(Lettera Napoletana) Per una contraddizione solo apparente, gli stessi gruppi e gli stessi personaggi che stanno animando la protesta sulla “Terra dei Fuochi” (area dell’entroterra a Nord di Napoli dove sono stati effettuati per anni sversamenti di rifiuti tossici) si sono indignati per la pubblicazione di un rapporto della Us Navy (Marina militare degli Stati Uniti) sulla qualità dell’acqua nel napoletano, pubblicato da L’Espresso (21.11.2013).
Il settimanale, appartenente al gruppo del finanziere e lobbysta Carlo De Benedetti, è noto per le sue campagne scandalistiche e gode di scarsa attendibilità, ma in questo caso si è limitato a pubblicare ampie parti di uno studio commissionato e condotto da terzi e consegnato, senza che vi fosse alcuna reazione significativa, alle autorità politiche nazionali e locali nel 2009. Lo studio della Marina americana (“Naples Health Awareness“) fu inviato all’Ispra,Istituto superiore per la protezione e la ricerca ambientale, organo del Ministero per l’Ambiente ed alla Regione Campania.

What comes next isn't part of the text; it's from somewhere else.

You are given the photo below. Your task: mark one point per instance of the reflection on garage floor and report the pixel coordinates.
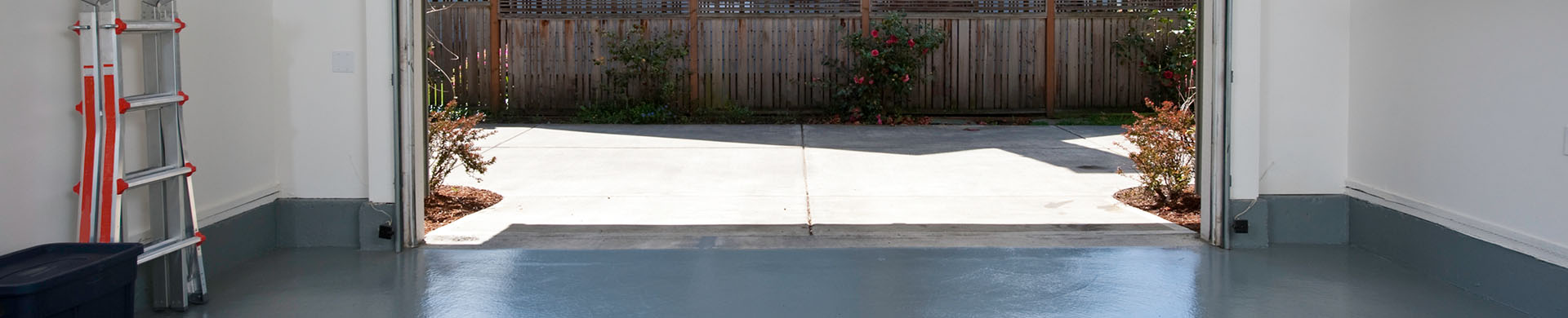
(625, 187)
(1278, 282)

L’Ispra – secondo fonti della Marina Usa citate dal settimanale – dichiarò di voler costituire una commissione tecnica insieme agli americani. “Ma poi non hanno dato seguito alla proposta” (L’Espresso, 21.11.2013).
Alla fine di giugno del 2011 - come dimostra un documento del quale Lettera Napoletana è venuto in possesso - il rapporto è stato nuovamente inviato alla presidenza della giunta regionale della Campania, che convocò una riunione per il 7 luglio successivo, ma anche in questo caso nessun provvedimento concreto fu adottato. Certo, nel servizio de L’Espresso non mancano elementi di confusione, a partire dalla copertina scandalistica (“Bevi Napoli e poi muori”). Lo studio della Marina Usa, in realtà, non riguarda solo Napoli ma è un campionamento di un’area di 1023 km quadrati tra Napoli e Caserta, dove risiedono militari e civili americani. Le repliche scandalizzate del sindaco di Napoli Luigi De Magistris, che ha citato in Tribunale il settimanale chiedendo danni per un miliardo, e quelle della Regione Campania, che a difesa della qualità dell’acqua di Napoli pubblica i dati sul monitoraggio eseguito dalla propria Agenzia per l’Ambiente, l’Arpac, non convincono affatto. I prelievi dell’Arpac, infatti, sono effettuati alla fonte, dove l’acqua sgorga limpida. Quanto all’ABC (”Azienda bene Comune Napoli”), azienda speciale controllata dal Comune creata da De Magistris per sostituire l’Arin, si vanta di eseguire “100mila analisi all’anno”, ma non tiene conto delle numerose infiltrazioni di una rete idrica ormai obsoleta, che per la città di Napoli è ancora in gran parte quella realizzata dai Borbone, ed ha perdite stimate tra il 40 ed il 50%. Sono queste infiltrazioni, e non la qualità dell’acqua alla fonte, a determinare i rischi per la salute individuati dallo studio della Marina Usa.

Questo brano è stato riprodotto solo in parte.